Ci risiamo dunque: secondo la Cina il Dalai Lama fa politica e in questo caso, oltre a perorare le sue cause “separatiste” la guida spirituale tibetana, in esilio dal 1951, minerebbe anche l’integrità territoriale cinese nel rapporto con il Giappone. La sua visita e le sue parole, infatti, porterebbero vantaggi internazionali al Giappone nell’ambito della disputa delle isole contese con la Cina, Diaoyu per Pechino, Senkaku per Tokyo. Recentemente le due nazioni hanno avuto scontri verbali durissimi: in Cina migliaia sono scesi per strada per contestare il comportamento giapponese, ritenendo che la sovranità sulle isole sia indubitabilmente al di qua della Muraglia.

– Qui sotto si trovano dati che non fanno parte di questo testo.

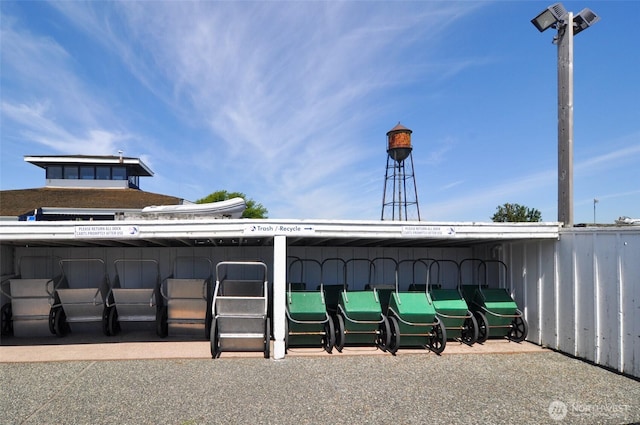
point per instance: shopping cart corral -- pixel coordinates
(187, 296)
(134, 295)
(79, 296)
(239, 308)
(29, 295)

Le forze di destra in Giappone “cercano di ottenere il sostegno internazionale per la propria posizione attraverso la visita del Dalai Lama”, ha detto Huo Jiangang, un esperto di studi giapponesi presso l’Istituto cinese delle relazioni internazionali contemporanee, citato dal China Daily. “La Cina – ha ribadito il ministero degli esteri cinese – si oppone fermamente alle attività separatiste del Dalai Lama in qualsiasi forma vengano portate avanti”.  

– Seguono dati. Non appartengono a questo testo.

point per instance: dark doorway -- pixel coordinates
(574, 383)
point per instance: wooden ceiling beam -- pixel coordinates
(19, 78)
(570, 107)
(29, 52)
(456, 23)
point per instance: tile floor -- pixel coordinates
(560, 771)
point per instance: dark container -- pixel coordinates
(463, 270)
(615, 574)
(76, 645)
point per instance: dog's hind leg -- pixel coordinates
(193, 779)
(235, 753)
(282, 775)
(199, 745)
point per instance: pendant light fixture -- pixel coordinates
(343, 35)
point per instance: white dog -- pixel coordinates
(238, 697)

Per quanto al Congresso la conferenza stampa dei delegati tibetani abbia finito per descrivere Lhasa come la città più felice della Cina, e per quanto il PCC si comporti come se il problema non esistesse, da sempre il Tibet costituisce la questione interna più spinosa per Pechino, anche in anni recenti. Poco prima delle Olimpiadi nel 2008 violenti scontri scoppiarono in Tibet e nelle regioni limitrofe e la repressione fu durissima. Da allora ogni marzo è data sensibile in Cina, specie nelle zone abitate dalla minoranza tibetana, con controlli a tappeto e presenza della polizia cinese in aumento. In occasione del congresso molte sono le zone nelle quali si sono segnalate proteste e controlli ventiquattro su ventiquattro da parte di pattuglie cinesi. La nota blogger tibetana Tsering Woeser ha comunicato di manifestazioni con migliaia di persone e di nuove ronde della polizia cinese in varie zone al confine con il Tibet, via social network. 

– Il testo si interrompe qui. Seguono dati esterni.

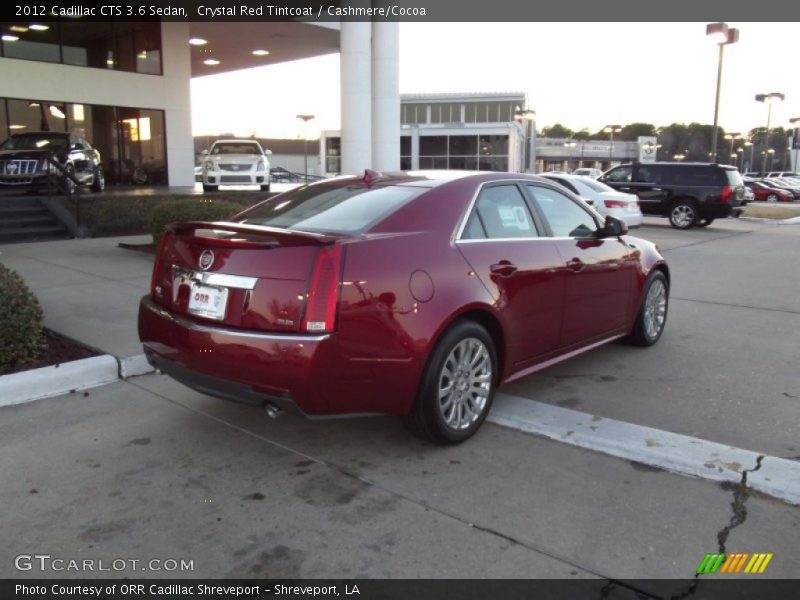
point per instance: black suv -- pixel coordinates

Proprio il presidente Hu Jintao – che nel 2008 definì il Tibet come problema “interno” della Cina tra Pechino e la “cricca del Dalai Lama” – fu il capo del partito che nel 1989 a Lhasa, in Tibet, decretò la “legge marziale” a seguito delle proteste nel 1989. Da allora ad oggi Hu Jintao non ha cambiato atteggiamento riguardo il Tibet e la sua problematica con Pechino: non sono pochi i tibetani che sperano che con il cambio della guardia qualcosa possa mutare. Anche se, in fondo in fondo, ogni cinese sul Tibet ha pochi dubbi: è sempre stato e dovrà restare, per sempre e a qualunque costo, cinese.